Na
actualidade, os Sistemas Educativos, estão a ser submetidos a várias solicitações,
tais como o respeito pela diversidade
dos indivíduos e a necessidade de aplicar regras comuns que permitam o
desenvolvimento da sociedade. O crescimento económico dos últimos anos não foi
acompanhado pelo desenvolvimento humano, o que gera desigualdades e ritmos de
progressão diferentes nos vários países.
A
educação tem o papel, fundamental, no desenvolvimento de uma sociedade ao dotar
os indivíduos de ferramentas que permitam controlar o desenvolvimento humano. A
Escola Básica para todos, proporciona a participação dos indivíduos na evolução
da sociedade tendo em atenção as circunstâncias locais para que não hajam
desajustamentos com a realidade. O investimento na educação terá de ser
superior nos países menos desenvolvidos para que a partilha de conhecimentos e
competências não seja desigual entre os países mais e os menos desenvolvidos.
Estamos
perante uma globalização e a missão de reprodução de uma cultura e de uma força
de trabalho nacionais por parte dos Sistemas Educativos deixa de fazer sentido.

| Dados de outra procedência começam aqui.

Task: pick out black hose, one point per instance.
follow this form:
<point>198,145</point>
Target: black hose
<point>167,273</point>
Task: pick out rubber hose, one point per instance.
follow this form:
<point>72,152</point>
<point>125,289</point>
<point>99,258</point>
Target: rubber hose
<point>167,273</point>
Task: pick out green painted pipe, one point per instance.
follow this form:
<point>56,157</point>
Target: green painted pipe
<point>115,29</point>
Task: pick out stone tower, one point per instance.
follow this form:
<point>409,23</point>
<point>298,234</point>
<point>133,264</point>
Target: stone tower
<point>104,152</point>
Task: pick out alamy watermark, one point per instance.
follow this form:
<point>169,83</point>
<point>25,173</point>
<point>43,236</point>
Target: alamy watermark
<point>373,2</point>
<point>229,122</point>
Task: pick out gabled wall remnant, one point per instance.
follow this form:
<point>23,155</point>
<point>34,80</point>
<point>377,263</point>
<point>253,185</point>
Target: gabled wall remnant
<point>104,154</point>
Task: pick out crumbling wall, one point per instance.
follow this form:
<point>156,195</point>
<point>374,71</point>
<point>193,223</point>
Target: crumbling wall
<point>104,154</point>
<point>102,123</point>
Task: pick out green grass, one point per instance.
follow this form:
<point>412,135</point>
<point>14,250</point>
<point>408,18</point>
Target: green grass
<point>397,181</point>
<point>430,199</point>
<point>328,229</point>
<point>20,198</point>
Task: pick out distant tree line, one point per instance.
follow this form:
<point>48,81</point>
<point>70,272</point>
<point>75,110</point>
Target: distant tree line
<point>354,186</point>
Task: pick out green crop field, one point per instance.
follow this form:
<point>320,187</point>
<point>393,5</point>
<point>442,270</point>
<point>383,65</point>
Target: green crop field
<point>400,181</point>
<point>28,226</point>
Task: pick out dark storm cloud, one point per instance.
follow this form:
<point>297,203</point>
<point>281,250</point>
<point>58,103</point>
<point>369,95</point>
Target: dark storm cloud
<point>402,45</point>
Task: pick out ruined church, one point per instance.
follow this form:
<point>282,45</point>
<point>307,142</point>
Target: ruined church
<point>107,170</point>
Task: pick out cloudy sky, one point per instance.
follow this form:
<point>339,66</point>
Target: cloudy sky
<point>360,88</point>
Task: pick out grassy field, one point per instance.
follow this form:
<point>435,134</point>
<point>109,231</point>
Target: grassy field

As políticas e práticas da educação são subordinadas aos imperativos da
racionalidade económica envolvente, às exigências da produtividade, competitividade
e empregabilidade. Há a necessidade de preparar os indivíduos para o mercado de
trabalho, cada dia mais exigente, tornando-os empregáveis, flexíveis, adaptáveis
e competitivos.
A
Sociedade do Conhecimento, exige competências intelectuais e cognitivas. Assim,
há a necessidade de preparar os indivíduos para o progresso tecnológico, com
competências de evolução e adaptação para uma sociedade em constante mudança.
Em 2002,
a comissão Europeia, na Estratégia de Lisboa, produziu um documento estratégico
com a finalidade de transformar a economia europeia na “mais competitiva e
moderna do mundo”. Nesse documento, “Educação e Formação na Europa: sistemas
diferentes, objectivos comuns para 2010”, aparecem as competências necessárias
para um novo mercado de trabalho do espaço económico alargado. Surgem áreas
prioritárias como o aperfeiçoamento da formação de professores, criação de
novos ambientes de aprendizagem e optimização dos recursos.
Mais
tarde, no Conselho “Educação e Formação 2010”, os vários intervenientes,
realçam a importância de transformar os sistemas de ensino e formação na Europa
numa referência mundial de qualidade. Neste sentido o investimento na educação
e formação é primordial, pois estas são indispensáveis para a competitividade,
o crescimento sustentável e o emprego na EU.
Este
Conselho identifica três áreas prioritárias: concentrar as reformas e os
investimentos nas áreas fulcrais para a sociedade, baseadas no conhecimento.
Implica um maior e eficiente investimento nos recursos humanos, no sector
público, nas áreas de educação e no sector privado, nomeadamente no ensino
superior, formação de adultos e formação profissional continua; fazer da
aprendizagem ao longo da vida uma realidade concreta. Será necessário promover
parcerias entre as empresas, parceiros sociais e as instituições de ensino e
criar ambientes de aprendizagem abertos, atraentes e acessíveis a todos; e construir
uma Europa de Educação e Formação. O objectivo é desenvolver um quadro Europeu,
baseado nos quadros nacionais, que sirva de reconhecimento das qualificações e
competências. Isto consegue-se através do reconhecimento de diplomas e
certidões, remoção de obstáculos à mobilidade e dos apoios financeiros.